Well I made it to Arizona. I have never driven that drive the whole way before. I've always driven maybe 2 out of the 10 hours, the rest is up to my dad or a sibling. But me and Hayden did it and we got along so well. We tried listening to a church book but that didnt work, so he listened to me sing along to my music for 7 hours haha.


I've had such a perfect week. This whole year so far has been perfect. I feel like its possible that if things keep going as they are, I'll never go back to the way this blog usually is. There isn't an end in sight so far :) I hope your new year is going well because 2010 is going to be a good one for me. I know I said it in the last one but I just have a really good feeling about this year and I'm happier right now than I was for most of 2009... Even though I already forgot to take an online quiz for my Humanities class haha.

This picture is of somewhere in Arizona. Thanks to Geology I know how this river was formed. Kelsea, care to share with the class its explanation? Clue: The answer is NOT Ox Bow Lake.

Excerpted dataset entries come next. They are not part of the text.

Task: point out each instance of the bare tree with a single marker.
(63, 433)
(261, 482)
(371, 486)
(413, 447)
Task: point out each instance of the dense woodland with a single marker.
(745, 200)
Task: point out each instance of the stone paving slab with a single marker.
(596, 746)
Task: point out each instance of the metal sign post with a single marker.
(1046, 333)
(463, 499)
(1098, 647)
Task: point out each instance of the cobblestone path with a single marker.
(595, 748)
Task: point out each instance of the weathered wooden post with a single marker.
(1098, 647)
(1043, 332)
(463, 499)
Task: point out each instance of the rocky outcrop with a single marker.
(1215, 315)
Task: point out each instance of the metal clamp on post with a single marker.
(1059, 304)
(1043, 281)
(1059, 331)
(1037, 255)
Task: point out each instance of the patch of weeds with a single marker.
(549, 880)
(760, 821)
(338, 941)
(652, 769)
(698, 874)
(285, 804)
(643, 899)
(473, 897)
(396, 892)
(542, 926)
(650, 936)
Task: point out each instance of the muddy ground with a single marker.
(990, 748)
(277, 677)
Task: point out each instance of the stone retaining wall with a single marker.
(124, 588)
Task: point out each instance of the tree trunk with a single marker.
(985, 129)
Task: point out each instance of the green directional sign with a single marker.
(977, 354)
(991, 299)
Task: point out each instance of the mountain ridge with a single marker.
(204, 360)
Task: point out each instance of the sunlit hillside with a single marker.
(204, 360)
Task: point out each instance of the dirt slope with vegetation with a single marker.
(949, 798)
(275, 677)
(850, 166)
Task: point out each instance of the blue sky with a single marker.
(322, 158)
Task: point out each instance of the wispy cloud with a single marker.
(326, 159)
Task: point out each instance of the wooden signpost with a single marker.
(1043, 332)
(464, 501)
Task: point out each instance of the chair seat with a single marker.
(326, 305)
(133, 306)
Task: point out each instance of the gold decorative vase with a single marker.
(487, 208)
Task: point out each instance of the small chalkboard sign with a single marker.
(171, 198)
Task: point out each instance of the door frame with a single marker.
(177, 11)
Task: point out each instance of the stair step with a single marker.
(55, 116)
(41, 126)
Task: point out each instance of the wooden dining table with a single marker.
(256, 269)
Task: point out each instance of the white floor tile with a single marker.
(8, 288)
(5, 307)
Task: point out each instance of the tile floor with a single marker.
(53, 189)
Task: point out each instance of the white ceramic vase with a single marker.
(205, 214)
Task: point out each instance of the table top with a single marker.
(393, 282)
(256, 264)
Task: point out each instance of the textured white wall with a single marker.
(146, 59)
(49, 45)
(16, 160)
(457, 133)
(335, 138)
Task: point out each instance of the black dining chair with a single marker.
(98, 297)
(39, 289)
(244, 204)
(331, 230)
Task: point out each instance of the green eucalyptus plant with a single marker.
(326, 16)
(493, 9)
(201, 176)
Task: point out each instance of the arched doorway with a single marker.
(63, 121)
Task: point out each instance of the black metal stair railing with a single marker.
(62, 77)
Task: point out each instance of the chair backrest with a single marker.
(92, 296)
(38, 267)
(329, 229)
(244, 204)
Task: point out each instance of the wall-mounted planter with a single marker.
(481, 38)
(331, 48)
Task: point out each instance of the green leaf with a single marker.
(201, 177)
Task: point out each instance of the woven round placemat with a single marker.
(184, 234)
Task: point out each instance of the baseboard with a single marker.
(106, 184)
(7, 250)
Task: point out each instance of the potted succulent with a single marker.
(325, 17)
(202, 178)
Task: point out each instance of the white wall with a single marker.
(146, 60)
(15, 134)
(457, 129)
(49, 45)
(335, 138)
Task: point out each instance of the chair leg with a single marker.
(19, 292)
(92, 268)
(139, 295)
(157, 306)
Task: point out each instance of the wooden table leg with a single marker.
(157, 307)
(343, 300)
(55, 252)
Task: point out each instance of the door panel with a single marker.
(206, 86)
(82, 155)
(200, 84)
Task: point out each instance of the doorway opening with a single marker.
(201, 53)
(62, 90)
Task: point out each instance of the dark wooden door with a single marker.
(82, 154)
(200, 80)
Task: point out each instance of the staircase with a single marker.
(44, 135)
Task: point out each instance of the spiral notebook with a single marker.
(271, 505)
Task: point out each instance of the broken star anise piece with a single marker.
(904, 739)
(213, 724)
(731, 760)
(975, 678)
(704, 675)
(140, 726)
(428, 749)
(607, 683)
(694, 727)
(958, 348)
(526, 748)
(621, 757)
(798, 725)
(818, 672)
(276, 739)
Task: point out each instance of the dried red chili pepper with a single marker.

Wednesday, January 6, 2010

Confident. You'll see.

I know this is going to be a better year. This year has started out awesome for me and I just have such a good feeling. I feel like things are going to still happen and there might be some crappy parts, but I just know that this year is going to be a million times better than last year. Thats all I have to say on the matter haha.


I hope new years was good and I hope you're all good. Its going to be good everyone 2010... be nice.